Comment la relation entre époux a-t-elle évolué dans notre société ? Comment l’Eglise s’est-elle
située devant cette évolution ? Quelles perspectives s’ouvrent pour l’avenir ? Telles sont les
questions abordées dans cette contribution.
Une évolution sans précédent
Depuis près d’un siècle, une évolution sans précédent traverse toute la culture occidentale :
désormais l’individu a pris le pas sur son groupe d’appartenance. Chacun revendique le droit à la
différence et demande à être reconnu comme une personne unique. S’est ainsi progressivement
développée une culture du sujet, autonome et libre, qui décide en conscience de son avenir. Dans les
enquêtes européennes, la liberté caracole toujours en tête des valeurs les plus prisées par les jeunes
qui déteignent sur leurs aînés. Non seulement ceux-ci sont devenus plus tolérants face à des
comportements nouveaux, mais ils ont tendance à les adopter dans leur propre vie. Toute la culture
s’est ainsi progressivement transformée en moins d’un siècle, parfois même, dans un intervalle
beaucoup plus court.
Signe de cette transformation de plus en plus rapide ? Les changements du code civil dans le domaine
de la relation homme-femme1. Jusqu’en 1942 en France et 1958 en Belgique, la femme, considérée
comme une mineure, était « sous la tutelle » de son époux. Elle lui « devait obéissance » et dépendait
presque totalement de lui. « Chef de la famille », celui-ci détenait le patrimoine familial et décidait de
l’endroit où le couple allait habiter ; il surveillait les relations de sa femme, sa conduite, sa
correspondance ; il pouvait lui interdire de quitter le territoire et avait même « un droit de
correction manuelle » sur elle. Mais à partir des années soixante, notamment grâce au mouvement
féministe qui influençait la société depuis la fin du XIXe siècle, ce modèle traditionnel s’est écroulé.
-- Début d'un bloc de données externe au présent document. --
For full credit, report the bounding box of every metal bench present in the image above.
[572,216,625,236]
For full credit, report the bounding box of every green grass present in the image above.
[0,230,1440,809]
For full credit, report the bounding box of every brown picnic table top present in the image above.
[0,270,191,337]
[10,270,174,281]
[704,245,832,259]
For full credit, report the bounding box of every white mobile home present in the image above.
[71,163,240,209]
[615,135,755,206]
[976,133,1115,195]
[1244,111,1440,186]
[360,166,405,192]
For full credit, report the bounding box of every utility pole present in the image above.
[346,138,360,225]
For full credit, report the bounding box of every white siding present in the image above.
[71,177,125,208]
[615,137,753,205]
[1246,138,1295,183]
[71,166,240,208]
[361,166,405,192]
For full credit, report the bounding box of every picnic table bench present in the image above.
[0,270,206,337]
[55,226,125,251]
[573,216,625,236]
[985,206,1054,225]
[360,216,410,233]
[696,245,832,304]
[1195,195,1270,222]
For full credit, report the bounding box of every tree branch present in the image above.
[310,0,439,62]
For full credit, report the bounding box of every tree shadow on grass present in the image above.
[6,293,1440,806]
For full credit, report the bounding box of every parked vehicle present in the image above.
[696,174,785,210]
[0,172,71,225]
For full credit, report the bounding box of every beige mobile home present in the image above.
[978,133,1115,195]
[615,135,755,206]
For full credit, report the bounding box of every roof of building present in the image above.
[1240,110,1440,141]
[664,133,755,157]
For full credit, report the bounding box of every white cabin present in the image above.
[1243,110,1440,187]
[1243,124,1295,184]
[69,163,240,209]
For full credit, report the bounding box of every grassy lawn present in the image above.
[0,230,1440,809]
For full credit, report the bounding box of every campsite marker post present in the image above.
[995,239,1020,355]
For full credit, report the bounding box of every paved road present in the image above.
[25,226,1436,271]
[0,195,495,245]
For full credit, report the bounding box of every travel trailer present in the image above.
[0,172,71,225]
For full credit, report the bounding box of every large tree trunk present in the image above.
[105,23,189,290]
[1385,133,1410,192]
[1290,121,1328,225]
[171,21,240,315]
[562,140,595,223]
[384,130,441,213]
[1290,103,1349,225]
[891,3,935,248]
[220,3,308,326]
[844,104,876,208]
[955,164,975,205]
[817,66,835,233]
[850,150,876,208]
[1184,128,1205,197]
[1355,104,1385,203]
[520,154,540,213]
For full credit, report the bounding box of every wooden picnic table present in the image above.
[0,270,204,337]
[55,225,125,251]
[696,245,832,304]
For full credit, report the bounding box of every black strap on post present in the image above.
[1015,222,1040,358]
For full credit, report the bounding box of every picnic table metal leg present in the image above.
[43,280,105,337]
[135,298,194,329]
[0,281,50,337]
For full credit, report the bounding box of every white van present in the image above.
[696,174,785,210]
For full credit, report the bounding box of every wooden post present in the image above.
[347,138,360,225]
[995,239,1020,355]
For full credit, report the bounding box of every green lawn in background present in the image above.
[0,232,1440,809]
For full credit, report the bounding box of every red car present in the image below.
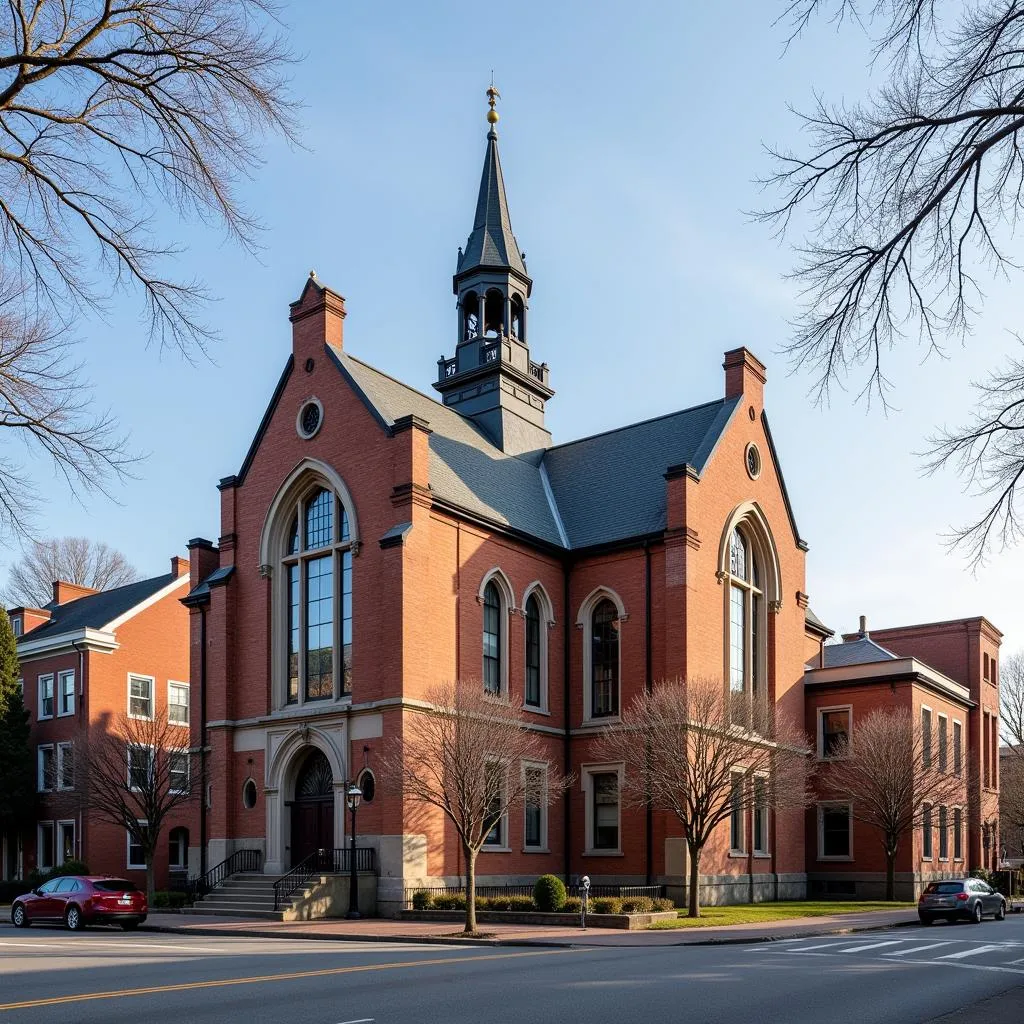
[10,874,147,932]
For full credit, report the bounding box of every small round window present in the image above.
[295,398,324,440]
[242,778,256,811]
[359,769,377,804]
[744,444,761,480]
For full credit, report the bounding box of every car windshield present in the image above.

En une trentaine d’années, les lois votées entre 1965 et 1989 ont établi l’égalité de l’homme et de la
femme dans le couple. Aujourd’hui, remarque B. Barthelet, « les relations d’autorité ont fait place à
des relations de réciprocité et d’égalité ; l’autorité du mari, chef de la famille, s’est effacée devant
l’autonomie de la femme »2. Désormais, un nouveau modèle familial est né dans lequel « les hommes
et les femmes sont juridiquement identiques, donc interchangeables »3. Progrès décisif, mais qui a
aussi entraîné des conséquences négatives. Cette mutation si rapide a fortement fragilisé le couple.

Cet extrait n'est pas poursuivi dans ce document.